- 1931 German Film-Kurier magazine cover
- Directed by: Alfred Hitchcock
- Written by: Clemence Dane; Helen de Guerry Simpson; Alma Reville; Herbert Juttke; Georg C. Klaren;
- Starring: Alfred Abel; Olga Chekhova;
- Cinematography: Jack E. Cox
- Distributed by: British International Pictures (UK); Sud-Film (Germany);
- Release date: 2 March 1931;
- Running time: 82 minutes
- Countries: Weimar Republic; United Kingdom;
- Language: German

= Mary (1931 film) =

1931 film

Mary is a 1931 British-German thriller film, directed by Alfred Hitchcock, and is the German-language version of Hitchcock's Murder! (1930), shot simultaneously on the same sets with German-speaking actors. The film is based on the 1928 book Enter Sir John by Clemence Dane and Helen Simpson, and stars Alfred Abel and Olga Chekhova. Miles Mander reprises his role as Gordon Druce from Murder!, though the character's name was changed to Gordon Moore.

== Plot ==
Mary Baring is a member of a touring acting troupe. When she is found one day with no memory next to the corpse of a colleague, all circumstances point to the fact that she committed the crime and she is tried for murder. Actor-manager Sir John Menier is the only juror who has doubts about her guilt to the end. However, he bows to pressure from the rest of the jury and finally votes guilty.

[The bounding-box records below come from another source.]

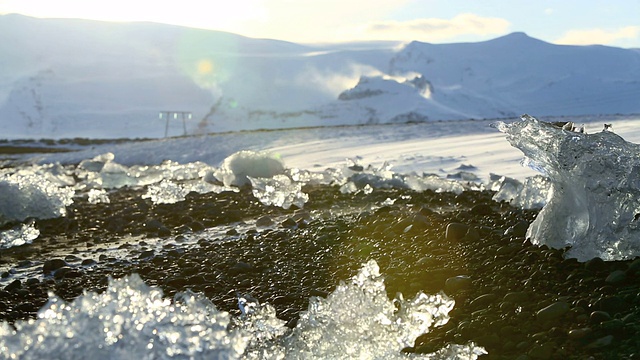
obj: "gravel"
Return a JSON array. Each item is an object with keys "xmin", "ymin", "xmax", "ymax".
[{"xmin": 0, "ymin": 186, "xmax": 640, "ymax": 360}]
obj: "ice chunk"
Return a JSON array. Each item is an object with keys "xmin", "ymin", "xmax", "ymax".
[
  {"xmin": 488, "ymin": 174, "xmax": 551, "ymax": 209},
  {"xmin": 286, "ymin": 260, "xmax": 485, "ymax": 359},
  {"xmin": 214, "ymin": 150, "xmax": 285, "ymax": 186},
  {"xmin": 0, "ymin": 221, "xmax": 40, "ymax": 249},
  {"xmin": 248, "ymin": 175, "xmax": 309, "ymax": 209},
  {"xmin": 405, "ymin": 174, "xmax": 465, "ymax": 194},
  {"xmin": 497, "ymin": 115, "xmax": 640, "ymax": 261},
  {"xmin": 0, "ymin": 261, "xmax": 486, "ymax": 360},
  {"xmin": 0, "ymin": 275, "xmax": 248, "ymax": 359},
  {"xmin": 0, "ymin": 173, "xmax": 75, "ymax": 225},
  {"xmin": 87, "ymin": 189, "xmax": 111, "ymax": 204}
]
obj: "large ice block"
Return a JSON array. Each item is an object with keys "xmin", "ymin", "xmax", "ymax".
[{"xmin": 497, "ymin": 115, "xmax": 640, "ymax": 261}]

Driven by his guilty conscience, Sir John sets out on his own to find the real culprit. As it turns out he once met Mary when she applied to be an actress at his theater, but he turned her down. With two assistants, an acting couple from Mary's troupe, he investigates and comes across Handel Fane, an actor and acrobat with transvestite tendencies who was engaged to Mary. He was desperate to prevent Mary from learning his dark secret, namely his status as an escaped convict. When a colleague was about to tell Mary, Fane killed the colleague.

Since Sir John has no idea of this motive, but assumes that he is the perpetrator despite the lack of evidence, he wants to corner Fane. He lets him audition for a supposed new play. The text to be presented has clear references to the Mary Baring case. Fane panics and leaves Sir John's office. At a circus performance, which Sir John visits to question Fane again, after the end of his performance on the trapeze, he lifts the rope to descend, forms a noose which he puts around his neck and lets himself fall, hanging himself. He leaves a written confession testifying to Mary Baring's innocence. She is picked up from prison by Sir John in a car.

==Cast==
- Alfred Abel as Sir John Menier
- Olga Chekhova as Mary Baring
- Paul Graetz as Bobby Brown
- Lotte Stein as Bebe Brown
- Hermine Sterler as Miss Miller
- Ekkehard Arendt as Handel Fane
- Miles Mander as Gordon Moore
- John Mylong as John Stuart

==Copyright status and home media==
Mary is copyrighted worldwide but, like all British Hitchcocks, has been bootlegged on home video. Despite this, various official releases have appeared on DVD and Blu-ray from StudioCanal UK and Germany, Kino Lorber in the US, and Universal and Carlotta Films in France.